WIREDGOV

Action Fraud, the national reporting centre for fraud and cyber crime, received 15,214 reports of email and social media hacking between February 2020 and February 2021 – 88 per cent of which were from individuals who had their personal accounts compromised by criminals.

The City of London Police is urging the public to secure their social media and email accounts, after more than 15,000 accounts were compromised by criminals in the past year.

Action Fraud, the national reporting centre for fraud and cyber crime, received 15,214 reports of email and social media hacking between February 2020 and February 2021 – 88 per cent of which were from individuals who had their personal accounts compromised by criminals.

The City of London Police’s National Fraud Intelligence Bureau (NFIB), which assess the reports received by Action Fraud, says almost a quarter of victims (23%) were aged between 20 and 29.

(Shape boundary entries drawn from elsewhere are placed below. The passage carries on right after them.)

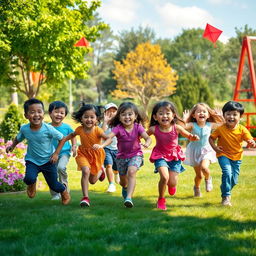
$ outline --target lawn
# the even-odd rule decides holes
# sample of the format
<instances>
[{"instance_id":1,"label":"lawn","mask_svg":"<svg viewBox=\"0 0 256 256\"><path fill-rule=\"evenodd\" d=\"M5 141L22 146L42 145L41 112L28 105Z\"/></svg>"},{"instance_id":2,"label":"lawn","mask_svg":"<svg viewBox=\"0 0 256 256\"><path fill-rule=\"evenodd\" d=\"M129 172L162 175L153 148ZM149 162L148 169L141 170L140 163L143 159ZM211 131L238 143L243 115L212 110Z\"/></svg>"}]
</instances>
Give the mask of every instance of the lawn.
<instances>
[{"instance_id":1,"label":"lawn","mask_svg":"<svg viewBox=\"0 0 256 256\"><path fill-rule=\"evenodd\" d=\"M220 205L221 171L213 164L214 190L202 186L203 197L194 198L194 172L186 166L176 196L166 194L167 211L155 208L159 176L148 157L137 174L132 209L123 206L120 187L105 193L106 181L90 186L91 207L80 208L74 159L67 206L51 201L44 183L34 199L1 194L1 255L256 255L255 157L244 157L233 207Z\"/></svg>"}]
</instances>

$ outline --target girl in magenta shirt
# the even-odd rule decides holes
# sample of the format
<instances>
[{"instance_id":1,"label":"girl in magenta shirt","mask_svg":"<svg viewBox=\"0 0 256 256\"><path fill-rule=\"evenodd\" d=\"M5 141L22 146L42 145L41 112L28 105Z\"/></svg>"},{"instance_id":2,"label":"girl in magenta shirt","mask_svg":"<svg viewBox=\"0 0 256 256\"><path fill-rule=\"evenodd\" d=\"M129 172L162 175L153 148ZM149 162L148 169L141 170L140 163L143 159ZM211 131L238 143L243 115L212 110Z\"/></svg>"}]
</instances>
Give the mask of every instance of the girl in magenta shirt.
<instances>
[{"instance_id":1,"label":"girl in magenta shirt","mask_svg":"<svg viewBox=\"0 0 256 256\"><path fill-rule=\"evenodd\" d=\"M168 186L169 194L174 195L178 174L185 170L181 165L185 156L178 145L178 134L180 133L189 140L199 139L197 135L187 132L178 123L184 122L171 102L161 101L154 106L147 133L153 134L156 138L156 146L153 148L150 161L155 164L156 172L160 174L157 208L161 210L166 210L164 197L166 186Z\"/></svg>"},{"instance_id":2,"label":"girl in magenta shirt","mask_svg":"<svg viewBox=\"0 0 256 256\"><path fill-rule=\"evenodd\" d=\"M138 108L131 102L124 102L119 106L116 116L109 125L113 127L108 135L109 139L114 136L117 138L116 164L124 205L128 208L133 207L132 195L136 184L136 172L143 165L141 145L147 148L151 144L151 138L141 125L142 122L143 118ZM145 144L140 143L141 137Z\"/></svg>"}]
</instances>

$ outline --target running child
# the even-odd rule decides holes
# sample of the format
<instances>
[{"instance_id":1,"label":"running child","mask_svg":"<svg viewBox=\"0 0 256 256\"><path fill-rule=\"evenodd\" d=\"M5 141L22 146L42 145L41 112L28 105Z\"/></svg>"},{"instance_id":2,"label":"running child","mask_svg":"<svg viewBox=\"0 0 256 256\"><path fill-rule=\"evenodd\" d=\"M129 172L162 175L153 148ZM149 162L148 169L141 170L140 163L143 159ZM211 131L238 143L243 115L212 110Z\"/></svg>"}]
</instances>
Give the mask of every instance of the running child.
<instances>
[{"instance_id":1,"label":"running child","mask_svg":"<svg viewBox=\"0 0 256 256\"><path fill-rule=\"evenodd\" d=\"M38 99L29 99L24 103L24 113L28 124L23 125L11 146L6 152L11 152L15 146L26 139L28 143L25 156L26 171L24 182L27 186L27 194L30 198L36 195L36 180L39 172L51 190L60 193L62 204L70 201L70 195L65 184L58 182L56 162L58 153L53 146L53 140L64 142L63 134L54 129L51 125L43 122L44 104Z\"/></svg>"},{"instance_id":2,"label":"running child","mask_svg":"<svg viewBox=\"0 0 256 256\"><path fill-rule=\"evenodd\" d=\"M71 132L73 132L73 129L69 124L63 123L64 118L68 114L68 107L67 105L62 101L54 101L49 105L48 109L49 115L51 117L51 123L57 131L61 132L64 136L67 136ZM68 174L67 174L67 164L71 155L71 151L73 153L73 156L76 156L76 138L71 139L72 147L67 141L63 148L60 151L59 159L57 162L57 173L58 173L58 179L59 182L66 184L68 188ZM58 141L53 140L54 148L56 149L58 146ZM69 188L68 188L69 191ZM56 193L53 190L50 190L50 193L52 195L52 200L59 200L60 194Z\"/></svg>"},{"instance_id":3,"label":"running child","mask_svg":"<svg viewBox=\"0 0 256 256\"><path fill-rule=\"evenodd\" d=\"M216 153L209 143L211 130L223 123L223 117L205 103L198 103L189 111L184 111L183 116L186 130L198 135L200 140L191 141L186 148L184 164L193 166L195 170L194 196L201 197L200 184L205 177L205 190L213 189L210 175L210 163L217 161Z\"/></svg>"},{"instance_id":4,"label":"running child","mask_svg":"<svg viewBox=\"0 0 256 256\"><path fill-rule=\"evenodd\" d=\"M155 104L151 119L148 135L154 135L156 146L150 155L150 161L154 163L156 171L160 174L158 183L159 197L157 208L166 210L165 190L168 186L168 192L171 196L176 193L179 173L185 169L181 161L185 159L181 147L178 145L178 135L189 140L199 140L197 135L186 131L180 124L184 121L178 116L173 103L161 101Z\"/></svg>"},{"instance_id":5,"label":"running child","mask_svg":"<svg viewBox=\"0 0 256 256\"><path fill-rule=\"evenodd\" d=\"M136 173L143 165L141 145L147 148L151 144L151 138L141 123L143 118L136 105L131 102L123 102L110 121L110 127L113 129L108 137L110 139L117 137L117 170L120 175L124 205L128 208L133 207L132 195L136 184ZM140 144L141 137L145 140L144 144Z\"/></svg>"},{"instance_id":6,"label":"running child","mask_svg":"<svg viewBox=\"0 0 256 256\"><path fill-rule=\"evenodd\" d=\"M246 127L239 124L244 113L241 103L229 101L223 106L222 112L225 123L211 134L209 142L217 153L222 170L221 203L232 206L231 190L238 183L243 154L242 142L246 141L249 147L256 147L256 143Z\"/></svg>"},{"instance_id":7,"label":"running child","mask_svg":"<svg viewBox=\"0 0 256 256\"><path fill-rule=\"evenodd\" d=\"M82 103L80 109L72 114L72 118L81 125L74 132L66 136L64 140L66 142L75 138L77 135L80 137L81 145L78 147L75 159L78 169L82 171L81 187L83 197L80 201L81 207L90 206L89 183L95 184L98 180L103 181L105 179L105 172L102 167L105 152L103 145L101 145L101 140L106 140L108 137L97 126L99 117L101 116L100 110L98 106ZM59 143L56 152L61 150L64 142ZM104 142L104 145L108 144Z\"/></svg>"}]
</instances>

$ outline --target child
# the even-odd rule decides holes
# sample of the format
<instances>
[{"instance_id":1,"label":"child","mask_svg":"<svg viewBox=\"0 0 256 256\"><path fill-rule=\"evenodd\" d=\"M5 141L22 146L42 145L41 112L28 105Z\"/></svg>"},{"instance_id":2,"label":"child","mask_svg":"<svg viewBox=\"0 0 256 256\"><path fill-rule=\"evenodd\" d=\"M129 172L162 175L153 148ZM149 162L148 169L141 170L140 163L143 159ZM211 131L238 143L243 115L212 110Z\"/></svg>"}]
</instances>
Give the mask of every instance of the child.
<instances>
[{"instance_id":1,"label":"child","mask_svg":"<svg viewBox=\"0 0 256 256\"><path fill-rule=\"evenodd\" d=\"M150 156L150 161L155 164L156 172L160 174L158 183L159 197L157 208L166 210L166 200L164 197L166 186L170 195L176 193L178 174L185 169L181 161L185 159L181 147L178 145L178 134L189 140L198 140L197 135L186 131L178 123L184 123L178 116L173 103L168 101L158 102L153 110L150 120L148 135L154 134L156 146Z\"/></svg>"},{"instance_id":2,"label":"child","mask_svg":"<svg viewBox=\"0 0 256 256\"><path fill-rule=\"evenodd\" d=\"M104 169L102 167L105 152L101 140L107 139L104 131L97 126L98 119L101 116L100 107L92 104L84 104L77 112L72 114L72 118L81 123L74 132L65 137L65 141L80 136L81 145L78 147L76 162L79 170L82 170L81 186L83 197L80 201L81 207L89 207L90 199L88 195L89 182L95 184L97 180L103 181L105 178ZM59 152L64 142L60 142L56 152ZM109 141L111 143L111 141ZM106 141L104 146L108 145Z\"/></svg>"},{"instance_id":3,"label":"child","mask_svg":"<svg viewBox=\"0 0 256 256\"><path fill-rule=\"evenodd\" d=\"M64 102L54 101L49 105L49 115L52 120L50 124L57 131L61 132L64 136L67 136L68 134L73 132L73 129L70 127L70 125L63 123L63 119L67 116L67 114L68 114L68 107ZM66 168L70 158L71 150L73 152L73 156L76 155L76 139L73 138L71 142L72 142L72 148L68 141L64 144L56 165L59 181L61 183L64 183L67 188L68 188L68 174L67 174ZM54 148L56 149L58 146L58 141L53 140L53 145L54 145ZM53 190L50 190L50 193L52 195L52 200L60 199L59 193L56 193Z\"/></svg>"},{"instance_id":4,"label":"child","mask_svg":"<svg viewBox=\"0 0 256 256\"><path fill-rule=\"evenodd\" d=\"M184 164L194 167L195 185L194 196L201 197L200 183L202 176L205 177L205 189L210 192L213 189L212 177L210 176L210 163L216 162L216 153L209 144L211 130L223 123L218 113L205 103L198 103L188 113L184 112L184 120L187 123L186 129L198 135L200 140L191 141L186 149L186 160Z\"/></svg>"},{"instance_id":5,"label":"child","mask_svg":"<svg viewBox=\"0 0 256 256\"><path fill-rule=\"evenodd\" d=\"M104 119L102 124L102 129L105 134L109 134L111 132L111 128L109 128L110 120L116 115L117 106L114 103L108 103L105 106ZM119 184L119 174L117 172L116 167L116 154L117 154L117 139L116 137L112 138L112 143L104 148L105 150L105 160L104 166L106 168L106 174L109 182L109 186L107 192L112 193L116 191L116 186L114 184L114 177L116 183Z\"/></svg>"},{"instance_id":6,"label":"child","mask_svg":"<svg viewBox=\"0 0 256 256\"><path fill-rule=\"evenodd\" d=\"M110 121L110 127L113 129L108 136L110 139L117 137L116 163L124 205L128 208L133 207L132 195L136 184L136 172L143 165L140 137L145 140L143 145L145 148L151 144L151 138L140 124L142 121L138 108L131 102L122 103L115 117Z\"/></svg>"},{"instance_id":7,"label":"child","mask_svg":"<svg viewBox=\"0 0 256 256\"><path fill-rule=\"evenodd\" d=\"M219 165L222 169L221 197L222 205L232 206L231 190L238 182L242 160L242 142L256 147L250 132L239 121L244 113L241 103L227 102L222 108L225 124L218 127L210 136L209 142L217 153ZM218 140L217 146L215 140Z\"/></svg>"},{"instance_id":8,"label":"child","mask_svg":"<svg viewBox=\"0 0 256 256\"><path fill-rule=\"evenodd\" d=\"M38 99L29 99L24 103L25 117L28 124L21 127L18 135L6 151L13 151L15 146L26 139L28 143L26 160L26 172L24 182L27 186L27 194L30 198L36 195L36 179L39 172L42 172L50 189L60 193L62 204L70 201L65 184L58 182L55 163L58 154L54 152L53 139L63 142L63 134L54 129L51 125L43 122L44 104Z\"/></svg>"}]
</instances>

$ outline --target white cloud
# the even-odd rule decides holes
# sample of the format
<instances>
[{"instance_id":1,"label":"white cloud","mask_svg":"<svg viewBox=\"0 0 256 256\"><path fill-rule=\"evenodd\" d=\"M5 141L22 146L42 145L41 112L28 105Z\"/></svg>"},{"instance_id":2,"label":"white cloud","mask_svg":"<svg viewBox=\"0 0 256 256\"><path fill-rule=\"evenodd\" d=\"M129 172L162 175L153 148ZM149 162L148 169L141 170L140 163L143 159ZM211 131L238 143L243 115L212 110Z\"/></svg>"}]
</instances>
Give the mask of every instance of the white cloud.
<instances>
[{"instance_id":1,"label":"white cloud","mask_svg":"<svg viewBox=\"0 0 256 256\"><path fill-rule=\"evenodd\" d=\"M183 28L204 28L206 23L211 24L214 21L209 12L196 6L181 7L166 3L158 6L157 11L171 35L177 34Z\"/></svg>"},{"instance_id":2,"label":"white cloud","mask_svg":"<svg viewBox=\"0 0 256 256\"><path fill-rule=\"evenodd\" d=\"M135 0L106 0L99 8L99 13L103 20L129 24L136 19L137 8Z\"/></svg>"}]
</instances>

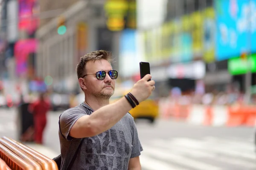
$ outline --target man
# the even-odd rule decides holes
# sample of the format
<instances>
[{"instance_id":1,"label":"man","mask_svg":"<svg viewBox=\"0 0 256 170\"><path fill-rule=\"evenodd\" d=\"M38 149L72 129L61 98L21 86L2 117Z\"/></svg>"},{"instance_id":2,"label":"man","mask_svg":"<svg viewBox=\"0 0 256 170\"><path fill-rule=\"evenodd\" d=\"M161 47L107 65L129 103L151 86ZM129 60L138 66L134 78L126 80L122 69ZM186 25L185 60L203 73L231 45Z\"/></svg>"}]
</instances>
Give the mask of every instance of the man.
<instances>
[{"instance_id":1,"label":"man","mask_svg":"<svg viewBox=\"0 0 256 170\"><path fill-rule=\"evenodd\" d=\"M82 57L77 66L85 100L83 107L70 108L60 117L62 170L70 163L82 138L72 170L141 169L139 156L143 148L133 118L128 113L132 104L123 97L109 104L117 78L111 57L108 52L93 52ZM151 78L146 75L134 84L131 92L134 100L140 102L150 95L154 89L154 81L147 81Z\"/></svg>"},{"instance_id":2,"label":"man","mask_svg":"<svg viewBox=\"0 0 256 170\"><path fill-rule=\"evenodd\" d=\"M44 131L47 123L47 114L50 107L49 102L44 97L43 93L39 95L39 99L29 107L29 111L33 114L35 127L35 142L43 144Z\"/></svg>"}]
</instances>

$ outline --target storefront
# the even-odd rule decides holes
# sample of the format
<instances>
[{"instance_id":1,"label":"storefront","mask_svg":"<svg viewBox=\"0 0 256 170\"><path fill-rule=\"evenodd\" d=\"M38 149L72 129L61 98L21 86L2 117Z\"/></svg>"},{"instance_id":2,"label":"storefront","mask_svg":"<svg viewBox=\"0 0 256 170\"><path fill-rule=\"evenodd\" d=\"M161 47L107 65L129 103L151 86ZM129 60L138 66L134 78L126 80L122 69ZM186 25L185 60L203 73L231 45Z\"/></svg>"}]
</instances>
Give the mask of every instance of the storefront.
<instances>
[{"instance_id":1,"label":"storefront","mask_svg":"<svg viewBox=\"0 0 256 170\"><path fill-rule=\"evenodd\" d=\"M183 92L194 91L200 84L198 81L205 75L205 64L202 61L196 61L171 65L167 69L167 74L171 88L179 87Z\"/></svg>"},{"instance_id":2,"label":"storefront","mask_svg":"<svg viewBox=\"0 0 256 170\"><path fill-rule=\"evenodd\" d=\"M227 70L227 61L215 61L205 65L206 74L204 78L206 92L224 91L232 81L232 76Z\"/></svg>"},{"instance_id":3,"label":"storefront","mask_svg":"<svg viewBox=\"0 0 256 170\"><path fill-rule=\"evenodd\" d=\"M232 83L239 86L240 91L245 91L245 75L249 72L251 73L251 85L256 85L256 54L252 55L247 59L230 59L228 60L228 67L232 76Z\"/></svg>"}]
</instances>

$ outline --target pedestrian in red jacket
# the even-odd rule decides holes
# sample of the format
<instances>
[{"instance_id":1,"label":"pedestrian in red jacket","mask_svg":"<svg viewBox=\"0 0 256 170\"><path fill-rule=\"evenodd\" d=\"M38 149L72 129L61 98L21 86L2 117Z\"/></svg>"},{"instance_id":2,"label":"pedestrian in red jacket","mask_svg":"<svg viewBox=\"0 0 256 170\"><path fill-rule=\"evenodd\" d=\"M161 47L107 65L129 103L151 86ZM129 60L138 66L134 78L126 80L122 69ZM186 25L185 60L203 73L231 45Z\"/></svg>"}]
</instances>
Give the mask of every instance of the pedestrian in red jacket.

While organisations, such as limited companies, sole traders and charities, only made 1,741 reports of hacking, they reported losing £3.8 million to these crimes compared to the £283,500 lost by individual victims.

The warning comes as the NFIB’s Cyber Protect team launches a national awareness campaign (Monday 22 March 2021) around the importance of securing your accounts to keep your information out of the hands of criminals.

Superintendent Sanjay Andersen, Head of the City of London Police’s National Fraud Intelligence Bureau, yesterday said:

“Criminals hack people’s email and social media accounts to access a wealth of valuable personal information about the individual, which they can use to commit fraud. This includes passwords for other accounts like online banking. Criminals also use compromised accounts to imitate the victim online and trick their family and friends into sending money.

“One of the most important things that you can do to improve the security of your online accounts is having two-factor authentication enabled. Not only will it prevent hackers accessing your accounts even if they have your password, but it will also keep your valuable information out of the hands of criminals.”

When analysing historic data, the NFIB found that during the financial year 19/20, Facebook, Instagram and Snapchat were the most reported platforms on which people had their social media accounts compromised.

Compromised Facebook accounts were commonly used to facilitate fraud, whereas compromised Instagram accounts were often used to obtain intimate images of the account holder. Similarly, compromised Snapchat accounts were often used for blackmail offences, such as sextortion.

The NFIB say the most common tactic criminals use to facilitate hacking offences is phishing messages, where recipients will be asked to click on a link which is designed to harvest their log in details and passwords. Other phishing messages may include a malicious attachment which can lead to people’s devices becoming infected with malware.   

One victim who had multiple email and social media accounts hacked paid over £2,000 to regain access to them. Another victim reported that their hacked Facebook account was used to trick their friends into sending money to a PayPal account they thought belonged to them.

One organisation had their business account on Instagram hacked. The organisation was extorted for money in order to regain access to the account, but once the organisation had paid the initial demand, the suspect continued to demand more money.

The impact of having social media or email accounts compromised isn’t just financial. Research conducted by the NFIB found that victims said having their account compromised had a significant or severe emotional impact, as intimate photos and private details were exposed.

How to protect yourself and keep your accounts secure

• Use a strong and separate password to protect your email. You should also protect your other important accounts, such as banking or social media.
• Enable two-factor authentication (2FA). It will help to stop hackers from getting into your online accounts, even if they have your password.
• Be cautious of social media messages that ask for your login details or authentication codes, even if the message appears to be from someone you know.
• If you can't access your account, search the company's online support or help pages. You'll find information about how to recover your account.
• You can report suspicious emails you have received but not acted upon, by forwarding the original message to report@phishing.gov.uk. You can report suspicious texts you have received but not acted upon, by forwarding the original message to 7726, which spells SPAM on your keypad.

What to do if your account has been compromised

If you cannot access your account as it has been compromised, follow the NCSC’s guidance on how to recover a compromised account.

If a demand for payment is made, do not pay any money to the suspect in order to regain access to your account. It’s likely the suspect will continue to demand more money instead of giving you control of your account back.

If you have paid any money, contact your bank immediately and report it to Action Fraud online at actionfraud.police.uk or by calling 0300 123 2040 as soon as possible.